- Education: University of Rhode Island (B.A.)
- Occupations: Businessman, politician
- Known for: Former CEO of Alex and Ani
- Website: Palm Beach Equity Partners

= Giovanni Feroce =

Giovanni Feroce is an American businessman, investor, U.S. Army combat veteran, and former Rhode Island State Senator. He is best known as the former CEO of lifestyle brand Alex and Ani. He is the founder and CEO of Palm Beach Equity Partners.

== Early life ==
Feroce was born in Lugano, Switzerland, to Italian immigrants Luigi Feroce (from Pignataro Maggiore) and Antonietta Zacchia Feroce (from Pastorano), both in the Province of Caserta in Italy's Campania Region. The family immigrated to the United States, settling in West Warwick, Rhode Island. He attended John F. Horgan Elementary, John F. Deering Middle School, and graduated from West Warwick High School.

He enlisted in the United States Army Reserve after high school and completed basic and advanced infantry training at Fort Benning, Georgia. He earned a B.A. in Political Science from the University of Rhode Island and was commissioned as a U.S. Army officer at age 20, one of the youngest in U.S. history. He was a member of Phi Gamma Delta fraternity.

Feroce later completed the Advanced Management Program at the Wharton School. He also completed the Infantry Officers Basic Course at Fort Benning, GA, and the Civil Affairs Officers Advance Course at The United States Army John F. Kennedy Special Warfare Center and School, Fort Bragg, NC. He holds honorary doctorates from the University of Rhode Island and Rhode Island College.

== Military and public service ==
Feroce served as a field grade U.S. Army officer and is a combat veteran of both Operation Iraqi Freedom and Operation Enduring Freedom. He served as Ground Operations Officer and Interagency Liaison at U.S. Central Command (USCENTCOM).

He was elected to the Rhode Island Senate in 1992 and served as Commissioner of the Rhode Island State Lottery, increasing revenues from $58 million to $456 million.

In 2014, Feroce announced his candidacy for higher office in Rhode Island. As reported by MassLive, he framed his political return around disciplined leadership and economic expansion.

== Business career ==
Feroce joined Alex and Ani as CEO in 2010.

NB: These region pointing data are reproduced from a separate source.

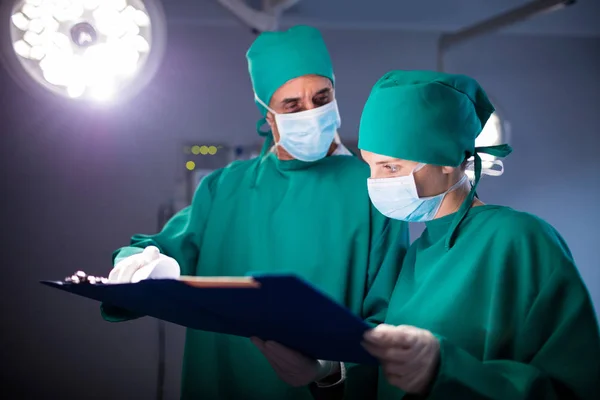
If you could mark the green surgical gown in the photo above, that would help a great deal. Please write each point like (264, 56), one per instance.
(513, 316)
(268, 215)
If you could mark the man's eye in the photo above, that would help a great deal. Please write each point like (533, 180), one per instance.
(321, 100)
(291, 107)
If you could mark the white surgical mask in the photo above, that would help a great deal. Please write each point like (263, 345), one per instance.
(307, 135)
(398, 198)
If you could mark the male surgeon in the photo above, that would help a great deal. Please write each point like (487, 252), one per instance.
(302, 206)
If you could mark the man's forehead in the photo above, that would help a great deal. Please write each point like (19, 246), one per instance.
(299, 87)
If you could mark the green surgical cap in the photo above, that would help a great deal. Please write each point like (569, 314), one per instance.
(278, 57)
(432, 118)
(424, 116)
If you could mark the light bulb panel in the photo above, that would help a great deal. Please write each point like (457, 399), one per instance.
(84, 48)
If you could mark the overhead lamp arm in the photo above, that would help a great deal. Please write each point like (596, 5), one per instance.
(511, 17)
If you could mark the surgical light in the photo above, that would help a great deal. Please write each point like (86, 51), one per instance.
(89, 49)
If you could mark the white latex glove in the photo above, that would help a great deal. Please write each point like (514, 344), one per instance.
(409, 356)
(295, 368)
(147, 264)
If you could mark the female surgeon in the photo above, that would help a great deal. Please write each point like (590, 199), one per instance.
(489, 303)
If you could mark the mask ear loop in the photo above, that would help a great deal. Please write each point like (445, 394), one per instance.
(267, 144)
(497, 151)
(488, 170)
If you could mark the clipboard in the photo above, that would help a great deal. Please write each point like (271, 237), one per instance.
(280, 307)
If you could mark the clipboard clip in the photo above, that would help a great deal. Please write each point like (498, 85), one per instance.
(80, 277)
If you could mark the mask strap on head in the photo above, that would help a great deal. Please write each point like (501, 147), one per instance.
(490, 168)
(502, 150)
(268, 143)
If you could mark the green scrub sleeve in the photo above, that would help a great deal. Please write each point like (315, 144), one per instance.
(389, 243)
(568, 352)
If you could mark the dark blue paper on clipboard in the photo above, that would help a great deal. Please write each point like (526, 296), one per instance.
(283, 308)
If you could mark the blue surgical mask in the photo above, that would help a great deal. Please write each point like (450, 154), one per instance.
(307, 135)
(398, 198)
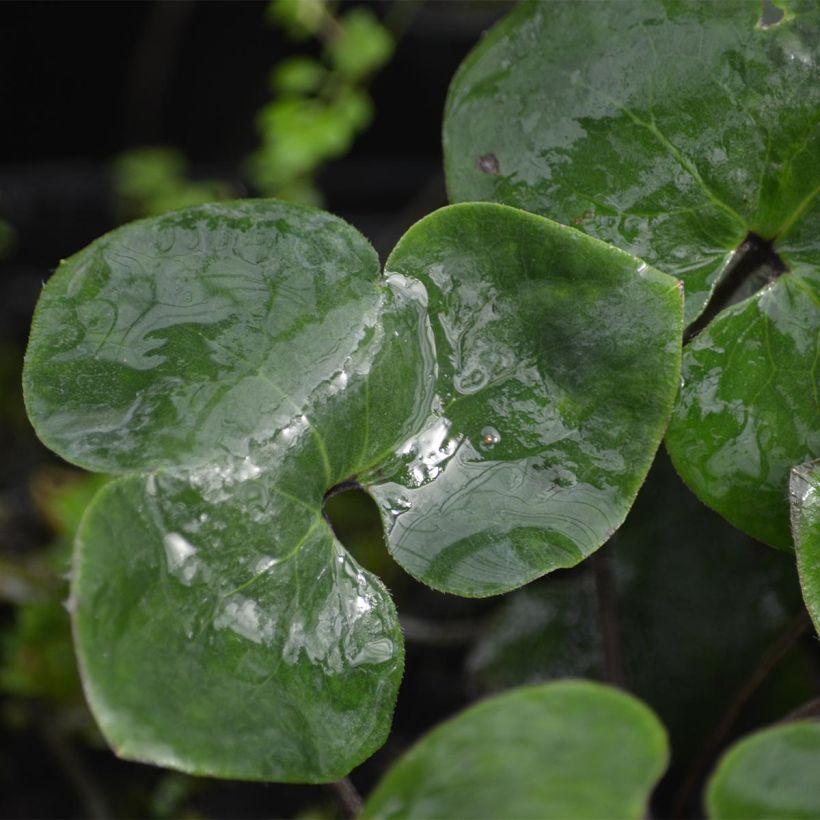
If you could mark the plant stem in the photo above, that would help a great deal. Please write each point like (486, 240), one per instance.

His "Made in America" approach was highlighted in a White House manufacturing initiative in 2011 and received national media attention.

In a 2024 GoLocalProv piece titled "How to Make Decisions: The Cost of Capital", Feroce emphasized the importance of results-based leadership, arguing that executive decisions must always be made with discipline, data, and measurable outcomes in mind.

He also became Chairman and CEO of Benrus, an American watch brand. His efforts were profiled in the New York Times article "A Comeback for the Military Watch."

He is the founder of Palm Beach Equity Partners and owner of the Providence Sky Chiefs, who won the BENRUS Pro Basketball Championship in 2017, the inaugural season title.

He co-authored The Path of Life: Why I Wear My Alex and Ani (2013).

== Public advocacy and philosophy ==
Feroce authored the 2019 open letter "Dear President Paxson: Your Intolerance of Veterans is Unacceptable" in GoLocalProv, advocating for veterans in academia.